MiFID I was launched with the highest of hopes. It was intended to turbo-charge cross-continental trade in financial services. Its aim was to allow firms from across the European Union to compete with each other across jurisdictions and thereby to increase consumer choice and improve consumer outcomes.
Having been years in the planning and having endured much scrutiny and revision, MiFID I finally came into force in November 2007 – and was almost immediately overtaken by the Global Financial Crisis.
It was the Global Financial Crisis that gave rise to MiFID II and it is against the background of the Global Financial Crisis that MiFID II can best be understood.

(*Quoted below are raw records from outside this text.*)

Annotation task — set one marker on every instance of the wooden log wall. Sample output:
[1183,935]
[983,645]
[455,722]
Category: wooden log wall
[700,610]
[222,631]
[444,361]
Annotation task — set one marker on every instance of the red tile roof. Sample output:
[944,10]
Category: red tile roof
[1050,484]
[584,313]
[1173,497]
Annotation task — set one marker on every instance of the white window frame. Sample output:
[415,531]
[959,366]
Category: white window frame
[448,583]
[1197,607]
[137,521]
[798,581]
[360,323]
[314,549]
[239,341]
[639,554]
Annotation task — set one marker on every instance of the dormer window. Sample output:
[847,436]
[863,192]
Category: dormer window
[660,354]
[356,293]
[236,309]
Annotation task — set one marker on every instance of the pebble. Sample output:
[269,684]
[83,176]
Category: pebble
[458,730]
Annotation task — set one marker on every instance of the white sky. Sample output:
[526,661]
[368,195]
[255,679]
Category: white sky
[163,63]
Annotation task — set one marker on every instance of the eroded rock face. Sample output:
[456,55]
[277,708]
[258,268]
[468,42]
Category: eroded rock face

MiFID II brings more activities and products within the scope of financial services regulation, introduces new transparency requirements and establishes new consumer protections.
By increasing and targeting the scope of financial services regulation, MiFID II aims to decrease the chances of further economic turbulence.
While the following were not regulated under MiFID I, they fall squarely with the scope of MiFID II.
Under MiFID II, operating organised trading facilities (OTFs) will be a regulated activity. While regulated markets and multilateral trading facilities (MTFs) are already regulated, OTFs have not hitherto been regulated.
An OTF is a multilateral discretionary trading platform. Unlike MTFs, the operator of an OTF has discretion when matching orders.
Firms in this space need to be aware of their forthcoming obligations.
Structured deposits and emissions allowances will be regulated under MiFID II.
General trade transparency requirements
Trading venues and investment firms will have to comply with more wide-ranging transparency rules. These will apply both pre and post-trade.